Оказавшись в Юме, он под покровом темноты проскользнул на Южную Тихоокеанскую железнодорожную станцию. Ему нужно было как можно дальше уйти от этого района, и поезд казался вполне логичным решением.

На следующее утро, сразу после рассвета, со станции отправился локомотив, буксировавший два багажных вагона, три пассажирских вагона, почтовый экспресс-вагон и ряд грузовых вагонов. И был в них, по меньшей мере, один пассажир-безбилетник — Нейтан Партридж. Распластавшись, как паук на стене, высасывающий солнечный свет, он вцепился в крышу товарного вагона. Солнце с каждым часом поднималось еще выше и нагревало докрасна железную крышу, на которой можно было жарить сосиски.

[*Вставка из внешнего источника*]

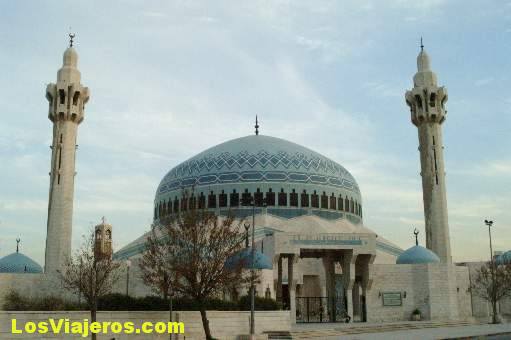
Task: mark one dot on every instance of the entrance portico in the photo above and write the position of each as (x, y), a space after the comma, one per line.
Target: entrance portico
(342, 269)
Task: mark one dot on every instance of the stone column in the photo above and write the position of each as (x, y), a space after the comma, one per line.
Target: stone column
(348, 270)
(279, 279)
(291, 288)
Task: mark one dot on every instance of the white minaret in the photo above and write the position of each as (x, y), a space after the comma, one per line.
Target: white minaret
(67, 101)
(426, 101)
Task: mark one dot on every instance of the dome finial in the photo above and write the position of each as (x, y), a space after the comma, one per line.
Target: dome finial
(71, 37)
(257, 127)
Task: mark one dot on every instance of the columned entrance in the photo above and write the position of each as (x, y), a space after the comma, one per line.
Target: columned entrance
(344, 281)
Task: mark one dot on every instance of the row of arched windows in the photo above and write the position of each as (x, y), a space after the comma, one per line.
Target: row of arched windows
(271, 198)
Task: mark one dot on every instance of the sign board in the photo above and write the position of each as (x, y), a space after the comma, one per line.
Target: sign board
(392, 299)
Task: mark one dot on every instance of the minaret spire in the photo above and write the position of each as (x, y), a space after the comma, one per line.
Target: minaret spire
(427, 107)
(67, 99)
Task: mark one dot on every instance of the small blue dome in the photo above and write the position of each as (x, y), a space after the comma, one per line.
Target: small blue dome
(261, 261)
(416, 255)
(19, 263)
(504, 258)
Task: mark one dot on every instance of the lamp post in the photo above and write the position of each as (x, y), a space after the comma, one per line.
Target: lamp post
(128, 265)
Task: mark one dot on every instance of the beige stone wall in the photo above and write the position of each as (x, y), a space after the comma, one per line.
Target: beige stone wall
(224, 325)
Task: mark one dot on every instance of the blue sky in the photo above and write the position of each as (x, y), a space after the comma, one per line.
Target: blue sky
(170, 78)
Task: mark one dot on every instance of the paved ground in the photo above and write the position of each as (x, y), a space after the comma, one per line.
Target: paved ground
(402, 331)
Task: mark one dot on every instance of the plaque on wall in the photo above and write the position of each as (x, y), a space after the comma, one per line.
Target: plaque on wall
(392, 299)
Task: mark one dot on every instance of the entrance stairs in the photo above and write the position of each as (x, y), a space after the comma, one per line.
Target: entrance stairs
(315, 331)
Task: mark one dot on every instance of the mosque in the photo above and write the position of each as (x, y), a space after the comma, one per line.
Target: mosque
(317, 257)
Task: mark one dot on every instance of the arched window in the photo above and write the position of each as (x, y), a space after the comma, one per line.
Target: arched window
(176, 205)
(305, 199)
(235, 198)
(270, 198)
(293, 199)
(246, 198)
(211, 200)
(324, 201)
(282, 198)
(202, 201)
(333, 202)
(222, 199)
(258, 198)
(315, 200)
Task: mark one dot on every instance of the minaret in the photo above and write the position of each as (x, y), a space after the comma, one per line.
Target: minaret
(67, 100)
(426, 101)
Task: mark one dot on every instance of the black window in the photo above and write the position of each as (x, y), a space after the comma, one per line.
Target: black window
(246, 198)
(222, 200)
(333, 202)
(202, 201)
(270, 198)
(324, 201)
(293, 199)
(258, 198)
(176, 205)
(235, 199)
(211, 200)
(315, 200)
(282, 198)
(305, 199)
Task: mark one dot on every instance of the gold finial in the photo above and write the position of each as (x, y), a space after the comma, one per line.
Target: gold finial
(71, 37)
(257, 127)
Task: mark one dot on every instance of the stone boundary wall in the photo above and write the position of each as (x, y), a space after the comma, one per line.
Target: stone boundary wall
(225, 325)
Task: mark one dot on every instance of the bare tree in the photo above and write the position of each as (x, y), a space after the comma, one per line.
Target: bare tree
(91, 276)
(492, 283)
(195, 246)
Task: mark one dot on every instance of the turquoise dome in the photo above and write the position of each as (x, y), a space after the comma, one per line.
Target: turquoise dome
(504, 258)
(255, 166)
(261, 261)
(19, 263)
(416, 255)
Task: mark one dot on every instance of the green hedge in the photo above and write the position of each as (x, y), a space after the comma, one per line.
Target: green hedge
(120, 302)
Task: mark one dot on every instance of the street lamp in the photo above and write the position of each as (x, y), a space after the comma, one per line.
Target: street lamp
(128, 265)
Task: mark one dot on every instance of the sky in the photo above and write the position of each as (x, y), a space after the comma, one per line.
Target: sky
(169, 79)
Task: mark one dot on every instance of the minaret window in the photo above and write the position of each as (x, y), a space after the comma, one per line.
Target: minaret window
(258, 198)
(305, 199)
(270, 198)
(246, 198)
(333, 202)
(222, 200)
(235, 198)
(202, 201)
(324, 201)
(282, 198)
(293, 199)
(315, 200)
(211, 200)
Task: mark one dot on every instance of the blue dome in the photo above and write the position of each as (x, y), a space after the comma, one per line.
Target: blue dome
(504, 258)
(19, 263)
(261, 164)
(261, 261)
(416, 255)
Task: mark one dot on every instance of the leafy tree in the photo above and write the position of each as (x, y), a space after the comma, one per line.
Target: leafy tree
(192, 248)
(89, 275)
(492, 283)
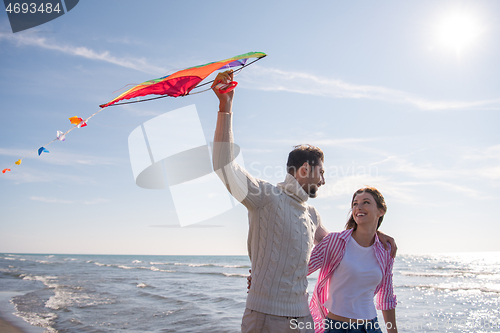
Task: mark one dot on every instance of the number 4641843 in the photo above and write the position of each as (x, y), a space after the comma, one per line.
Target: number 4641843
(32, 8)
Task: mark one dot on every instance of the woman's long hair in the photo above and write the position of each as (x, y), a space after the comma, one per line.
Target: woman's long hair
(379, 199)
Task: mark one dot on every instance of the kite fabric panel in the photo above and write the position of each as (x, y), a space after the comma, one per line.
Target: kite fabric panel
(182, 82)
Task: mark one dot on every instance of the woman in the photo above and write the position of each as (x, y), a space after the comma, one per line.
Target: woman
(353, 268)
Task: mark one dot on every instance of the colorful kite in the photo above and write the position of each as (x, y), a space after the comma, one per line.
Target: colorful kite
(180, 83)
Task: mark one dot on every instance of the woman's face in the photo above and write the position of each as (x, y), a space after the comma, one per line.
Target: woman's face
(365, 210)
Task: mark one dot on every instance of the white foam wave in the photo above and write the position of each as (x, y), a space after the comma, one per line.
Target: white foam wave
(44, 320)
(125, 267)
(236, 275)
(46, 280)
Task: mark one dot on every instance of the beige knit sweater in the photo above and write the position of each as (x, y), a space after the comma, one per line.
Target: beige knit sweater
(281, 232)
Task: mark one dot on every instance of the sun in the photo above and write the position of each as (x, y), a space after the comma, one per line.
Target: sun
(459, 30)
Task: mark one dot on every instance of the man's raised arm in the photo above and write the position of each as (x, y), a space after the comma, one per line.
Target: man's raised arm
(243, 186)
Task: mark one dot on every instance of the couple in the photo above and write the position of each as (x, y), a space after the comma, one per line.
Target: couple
(282, 231)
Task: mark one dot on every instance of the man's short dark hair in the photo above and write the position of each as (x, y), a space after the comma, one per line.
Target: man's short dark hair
(302, 154)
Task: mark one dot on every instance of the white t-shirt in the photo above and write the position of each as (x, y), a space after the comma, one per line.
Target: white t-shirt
(353, 284)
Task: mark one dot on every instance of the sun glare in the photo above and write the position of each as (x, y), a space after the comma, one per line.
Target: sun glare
(459, 30)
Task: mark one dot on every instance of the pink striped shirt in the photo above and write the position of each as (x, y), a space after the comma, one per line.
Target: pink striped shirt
(327, 255)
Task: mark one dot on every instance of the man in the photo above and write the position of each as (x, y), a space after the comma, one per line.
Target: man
(282, 227)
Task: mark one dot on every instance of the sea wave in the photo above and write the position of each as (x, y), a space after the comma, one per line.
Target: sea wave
(449, 288)
(446, 274)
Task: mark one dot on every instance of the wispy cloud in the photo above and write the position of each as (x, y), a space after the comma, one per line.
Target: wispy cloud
(29, 39)
(271, 79)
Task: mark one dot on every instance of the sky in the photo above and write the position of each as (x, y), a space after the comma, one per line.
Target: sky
(400, 95)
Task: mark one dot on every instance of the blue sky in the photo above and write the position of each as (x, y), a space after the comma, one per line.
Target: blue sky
(403, 96)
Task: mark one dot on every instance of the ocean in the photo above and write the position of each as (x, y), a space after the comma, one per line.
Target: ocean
(134, 293)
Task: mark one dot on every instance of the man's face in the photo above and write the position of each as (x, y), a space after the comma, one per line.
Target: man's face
(315, 178)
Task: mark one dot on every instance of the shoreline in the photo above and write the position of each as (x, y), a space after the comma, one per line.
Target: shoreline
(8, 327)
(10, 323)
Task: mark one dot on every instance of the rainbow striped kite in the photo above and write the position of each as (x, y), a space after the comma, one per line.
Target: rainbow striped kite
(174, 85)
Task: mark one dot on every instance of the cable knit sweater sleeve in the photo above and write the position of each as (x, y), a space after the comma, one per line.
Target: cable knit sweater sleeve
(243, 186)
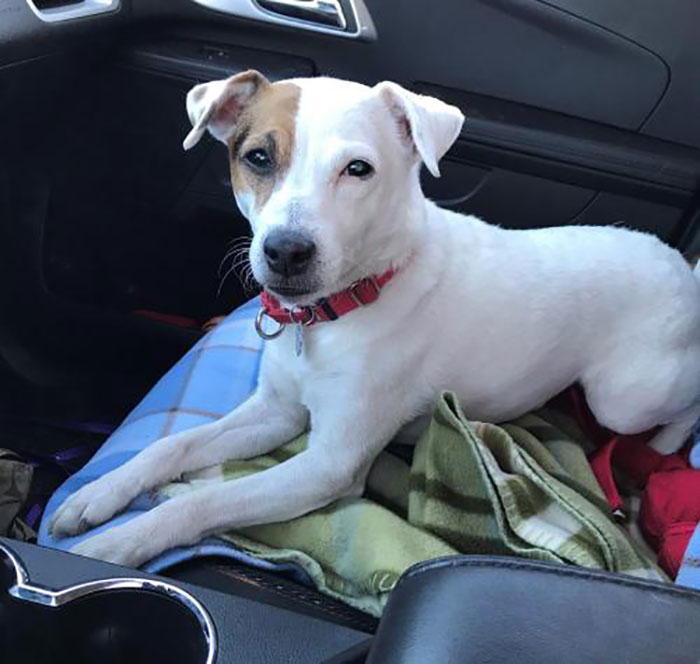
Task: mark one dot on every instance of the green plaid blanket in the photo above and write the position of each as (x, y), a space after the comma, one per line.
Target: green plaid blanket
(524, 489)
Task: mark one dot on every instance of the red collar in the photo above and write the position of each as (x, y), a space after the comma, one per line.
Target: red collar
(360, 294)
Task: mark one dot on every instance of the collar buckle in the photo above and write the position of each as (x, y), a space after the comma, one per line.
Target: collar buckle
(267, 336)
(354, 292)
(298, 310)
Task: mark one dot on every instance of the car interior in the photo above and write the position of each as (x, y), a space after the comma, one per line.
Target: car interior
(114, 258)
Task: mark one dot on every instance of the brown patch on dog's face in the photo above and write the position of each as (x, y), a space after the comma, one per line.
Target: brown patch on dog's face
(265, 131)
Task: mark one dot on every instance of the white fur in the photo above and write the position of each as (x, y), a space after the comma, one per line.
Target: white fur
(506, 319)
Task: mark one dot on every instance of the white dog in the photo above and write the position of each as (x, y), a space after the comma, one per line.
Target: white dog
(327, 173)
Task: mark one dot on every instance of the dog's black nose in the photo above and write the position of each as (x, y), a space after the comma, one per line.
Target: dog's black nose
(288, 252)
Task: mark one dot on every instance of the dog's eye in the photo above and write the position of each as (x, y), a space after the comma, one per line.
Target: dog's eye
(259, 159)
(359, 169)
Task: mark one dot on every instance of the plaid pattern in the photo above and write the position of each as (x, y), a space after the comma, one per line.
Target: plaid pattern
(216, 375)
(521, 489)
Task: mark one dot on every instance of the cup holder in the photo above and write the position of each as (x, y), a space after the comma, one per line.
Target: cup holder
(119, 620)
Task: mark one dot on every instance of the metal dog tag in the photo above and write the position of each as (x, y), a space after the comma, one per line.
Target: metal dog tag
(298, 339)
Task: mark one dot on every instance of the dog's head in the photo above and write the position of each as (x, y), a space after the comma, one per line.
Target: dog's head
(326, 171)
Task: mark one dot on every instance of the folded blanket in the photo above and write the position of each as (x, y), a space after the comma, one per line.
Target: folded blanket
(522, 489)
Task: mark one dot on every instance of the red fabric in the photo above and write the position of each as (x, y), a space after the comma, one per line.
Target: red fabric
(670, 508)
(671, 497)
(673, 545)
(360, 294)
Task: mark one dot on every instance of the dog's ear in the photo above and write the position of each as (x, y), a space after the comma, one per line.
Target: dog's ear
(431, 125)
(217, 106)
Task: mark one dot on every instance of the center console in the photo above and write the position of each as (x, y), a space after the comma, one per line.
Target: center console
(56, 607)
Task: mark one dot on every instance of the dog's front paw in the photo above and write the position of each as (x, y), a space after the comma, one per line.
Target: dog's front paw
(88, 507)
(121, 545)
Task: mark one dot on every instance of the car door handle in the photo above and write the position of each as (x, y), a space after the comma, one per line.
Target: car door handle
(322, 12)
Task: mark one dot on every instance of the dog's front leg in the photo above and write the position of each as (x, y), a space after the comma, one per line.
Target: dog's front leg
(258, 425)
(340, 452)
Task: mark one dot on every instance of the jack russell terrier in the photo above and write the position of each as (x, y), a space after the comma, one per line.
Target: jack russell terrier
(381, 300)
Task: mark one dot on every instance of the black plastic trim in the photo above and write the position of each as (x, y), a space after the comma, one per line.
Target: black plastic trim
(526, 139)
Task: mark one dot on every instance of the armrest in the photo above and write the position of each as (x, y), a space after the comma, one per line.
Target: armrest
(482, 609)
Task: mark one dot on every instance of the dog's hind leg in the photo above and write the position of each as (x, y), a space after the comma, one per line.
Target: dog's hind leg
(672, 436)
(639, 390)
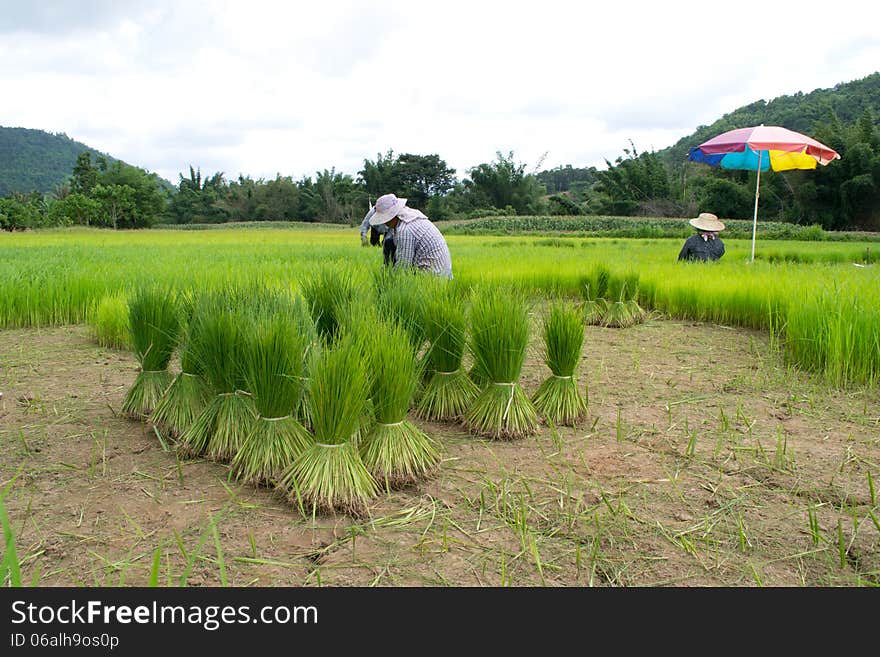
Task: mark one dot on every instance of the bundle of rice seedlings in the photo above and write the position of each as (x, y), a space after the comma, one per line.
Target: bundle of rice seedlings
(217, 337)
(558, 398)
(617, 314)
(402, 298)
(594, 306)
(637, 313)
(499, 338)
(154, 321)
(272, 361)
(330, 475)
(108, 321)
(329, 293)
(395, 451)
(187, 395)
(450, 390)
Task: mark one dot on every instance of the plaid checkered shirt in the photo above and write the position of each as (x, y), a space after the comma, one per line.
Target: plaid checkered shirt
(421, 245)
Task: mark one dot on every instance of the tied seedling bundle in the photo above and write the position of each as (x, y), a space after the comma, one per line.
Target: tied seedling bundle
(449, 391)
(623, 309)
(595, 289)
(109, 323)
(636, 312)
(329, 293)
(218, 334)
(187, 395)
(402, 295)
(499, 338)
(558, 398)
(330, 475)
(154, 320)
(394, 450)
(273, 362)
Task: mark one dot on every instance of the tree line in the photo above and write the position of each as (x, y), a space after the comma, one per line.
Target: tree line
(844, 195)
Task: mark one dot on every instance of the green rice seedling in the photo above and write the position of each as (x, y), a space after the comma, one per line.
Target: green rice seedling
(395, 451)
(217, 335)
(360, 326)
(330, 475)
(601, 278)
(594, 305)
(558, 398)
(186, 396)
(499, 337)
(449, 391)
(273, 361)
(403, 297)
(108, 322)
(328, 293)
(155, 326)
(631, 292)
(617, 314)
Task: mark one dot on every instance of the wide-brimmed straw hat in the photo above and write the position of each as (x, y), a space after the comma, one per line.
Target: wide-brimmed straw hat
(708, 222)
(387, 207)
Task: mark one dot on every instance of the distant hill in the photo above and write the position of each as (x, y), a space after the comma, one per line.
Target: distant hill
(802, 112)
(37, 160)
(806, 113)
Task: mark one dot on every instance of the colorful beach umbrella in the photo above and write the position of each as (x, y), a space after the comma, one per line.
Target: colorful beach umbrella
(760, 148)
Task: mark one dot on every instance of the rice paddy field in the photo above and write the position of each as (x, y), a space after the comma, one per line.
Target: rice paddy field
(598, 415)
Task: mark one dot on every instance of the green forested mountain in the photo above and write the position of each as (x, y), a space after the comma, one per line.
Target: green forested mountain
(814, 114)
(34, 160)
(845, 195)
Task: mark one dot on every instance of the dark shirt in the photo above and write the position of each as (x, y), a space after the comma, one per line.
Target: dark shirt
(696, 248)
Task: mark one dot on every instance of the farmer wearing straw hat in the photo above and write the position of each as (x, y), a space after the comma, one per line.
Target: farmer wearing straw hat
(705, 245)
(418, 242)
(375, 232)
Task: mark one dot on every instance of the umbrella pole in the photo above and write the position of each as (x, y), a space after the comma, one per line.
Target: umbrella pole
(757, 194)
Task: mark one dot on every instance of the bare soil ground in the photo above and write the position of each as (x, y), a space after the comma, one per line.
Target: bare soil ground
(703, 461)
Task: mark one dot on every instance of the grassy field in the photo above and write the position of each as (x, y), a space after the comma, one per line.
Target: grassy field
(731, 438)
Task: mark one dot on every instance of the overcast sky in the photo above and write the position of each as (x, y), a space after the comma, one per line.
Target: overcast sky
(261, 88)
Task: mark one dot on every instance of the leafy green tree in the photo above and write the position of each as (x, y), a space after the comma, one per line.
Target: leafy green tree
(118, 206)
(22, 211)
(634, 180)
(75, 209)
(148, 200)
(423, 177)
(505, 182)
(418, 178)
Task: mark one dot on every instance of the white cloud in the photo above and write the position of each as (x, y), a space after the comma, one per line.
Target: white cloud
(261, 87)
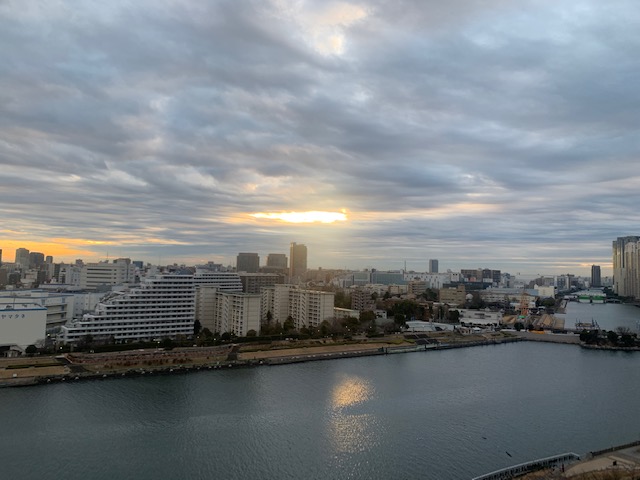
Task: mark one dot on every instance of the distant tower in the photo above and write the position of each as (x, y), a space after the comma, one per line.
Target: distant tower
(297, 261)
(433, 266)
(248, 262)
(22, 257)
(277, 260)
(596, 280)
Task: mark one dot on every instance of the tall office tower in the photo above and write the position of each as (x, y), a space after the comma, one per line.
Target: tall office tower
(36, 259)
(626, 266)
(277, 260)
(22, 257)
(596, 280)
(298, 261)
(247, 262)
(433, 266)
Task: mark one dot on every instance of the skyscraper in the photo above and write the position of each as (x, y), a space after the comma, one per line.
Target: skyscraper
(277, 260)
(297, 261)
(596, 280)
(247, 262)
(626, 266)
(433, 266)
(22, 257)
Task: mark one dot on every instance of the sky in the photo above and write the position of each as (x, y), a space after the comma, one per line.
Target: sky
(482, 133)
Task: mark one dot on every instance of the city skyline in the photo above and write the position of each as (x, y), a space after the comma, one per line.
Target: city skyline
(482, 135)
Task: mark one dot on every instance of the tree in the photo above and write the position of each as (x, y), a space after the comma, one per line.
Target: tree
(367, 316)
(454, 316)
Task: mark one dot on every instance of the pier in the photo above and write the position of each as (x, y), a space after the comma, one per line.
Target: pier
(528, 467)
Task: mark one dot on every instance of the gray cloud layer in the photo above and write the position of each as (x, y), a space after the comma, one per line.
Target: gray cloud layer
(167, 120)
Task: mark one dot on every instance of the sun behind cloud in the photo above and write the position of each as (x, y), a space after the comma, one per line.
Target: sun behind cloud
(303, 217)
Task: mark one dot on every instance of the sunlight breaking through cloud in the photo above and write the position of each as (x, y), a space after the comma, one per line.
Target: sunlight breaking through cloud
(304, 217)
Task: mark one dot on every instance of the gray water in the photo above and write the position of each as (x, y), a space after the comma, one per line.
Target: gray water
(448, 414)
(608, 315)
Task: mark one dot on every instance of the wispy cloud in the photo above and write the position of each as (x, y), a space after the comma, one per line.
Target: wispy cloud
(479, 133)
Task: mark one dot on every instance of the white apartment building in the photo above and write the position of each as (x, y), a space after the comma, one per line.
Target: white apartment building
(59, 306)
(94, 275)
(224, 281)
(162, 306)
(232, 312)
(308, 308)
(22, 324)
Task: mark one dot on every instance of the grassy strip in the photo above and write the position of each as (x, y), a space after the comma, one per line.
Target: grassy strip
(30, 365)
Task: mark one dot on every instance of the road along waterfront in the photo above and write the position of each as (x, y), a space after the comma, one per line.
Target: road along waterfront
(447, 414)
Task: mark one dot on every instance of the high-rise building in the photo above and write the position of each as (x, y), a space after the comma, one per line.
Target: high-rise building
(94, 275)
(22, 257)
(626, 266)
(36, 259)
(433, 266)
(277, 260)
(247, 262)
(596, 279)
(307, 308)
(298, 261)
(163, 306)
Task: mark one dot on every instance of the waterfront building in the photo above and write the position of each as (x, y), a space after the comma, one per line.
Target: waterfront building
(21, 324)
(233, 312)
(22, 258)
(342, 313)
(59, 306)
(98, 275)
(452, 295)
(596, 279)
(298, 262)
(247, 262)
(162, 306)
(253, 282)
(626, 266)
(363, 298)
(36, 259)
(388, 278)
(433, 266)
(224, 281)
(307, 308)
(277, 260)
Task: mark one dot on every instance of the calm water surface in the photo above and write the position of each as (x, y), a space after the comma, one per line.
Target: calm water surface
(441, 415)
(608, 315)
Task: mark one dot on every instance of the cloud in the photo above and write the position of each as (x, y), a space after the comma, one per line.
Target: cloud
(479, 133)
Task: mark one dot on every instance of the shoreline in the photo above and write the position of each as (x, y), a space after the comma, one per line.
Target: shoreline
(77, 372)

Где-то рядом с Сентинелом сгоревший и практически обожжённый Партридж спрыгнул с крыши вагона прямо в пустыню, скатившись с холма в пересохшую пойму. Он не смел пошевелиться, пока поезд не скрылся из виду.

Затем поднялся в горы.

Он нашел источник, напился и искупался, жалея, что у него нет ничего, кроме выцветшей серо-белой полосатой одежды каторжника. Еды у него не было. Оружия не было. Ни черта не было.

Но он был свободен и взбирался все выше и выше в горы. Он решил, что чем дольше ему удастся ускользать от поискового отряда, тем больше у него шансов. К этому времени две другие группы, вероятно, уже были пойманы. Он находился в чертовски трудном положении.

И вот тогда провидение дало ему шанс.

Он шел вдоль ручья через лощину у подножия неровного склона. Наступала ночь, у него не было провизии, и он был голоден и измучен. Ручей вился и вился, и вскоре Партридж дошёл до плоской болотистой местности, которую он прорезал; комары там вились так густо, что из них можно было бы связать свитер. Но чуть дальше, у подножия скалистого холма, он увидел лошадь. Пятнистую кобылу.

Она заржала, когда он подошел поближе, а затем беззаботно вернулась к жеванию травы. Рядом раскинулся небольшой лагерь со спальным местом и почерневшим кофейником, стоявшим у потухшего костра.

В нескольких метрах от него, как мокрая тряпка, лежал человек.

Он был опухшим, раздутым, в черно-синих рубцах, как какая-нибудь экзотическая рептилия. Он был мертв, но не очень давно. Партридж решил, что его укусили гремучие змеи, и, судя по отметинам на руках и шее, их было немало.

Среди вещей лежали инструменты старателя. Вероятно, в поисках золота или серебра он втиснулся в некое ущелье и оказался прямиком в гнезде техасских гремучников. Вероятно, он успел доползти до лагеря, где и умер.

Партридж похоронил мужчину и начал перебирать его припасы.

Он поел консервированных помидоров, консервированной говядины и крекеров. С собой он забрал сигары погибшего, его оружие и лошадь.

В седельной сумке лежала одежда, и немного поработав иголками и нитками, — а этому он научился в тюремной мастерской, — у него оказался целый ворох одежды, которая прекрасно подходила ему по размеру. Партридж спрятал свое тюремное одеяние среди деревьев, повесил провизию на кобылу и отправился в путь.

А путь его лежал в Чимни-Флэтс.

* * *

— Это самая безумная история, которую я когда-либо слышал, — произнёс Малыш Кирби, когда они шли по изрытой колеями пыльной горной дороге к шахте «Дюрант». — Даже не знаю, верить ли в неё до конца.

После того, как в Чарльстоне в него стреляли — одна пуля попала ему в плечо, а вторая царапнула вдоль линии роста волос, — он вылетел из седла, как птенец, выброшенный из гнезда. Но, как и положено Кирби, он не просто свалился раненым на пыльную улицу, нет. Он вылетел из седла прямо в несколько тюков сена, лежавших возле конюшни. По странной прихоти Вселенной, сверху на него обрушился дождь из сухого сена, закрыв раненого с головой.

Только он об этом не знал, потому что моментально потерял сознание. Следующее, что он помнил — как лежит в мягкой постели, а женщина с глазами голубыми, как летнее небо, и губами полными и сладкими, как персики Джорджии, меняет повязку на его плече и промывает рану на голове.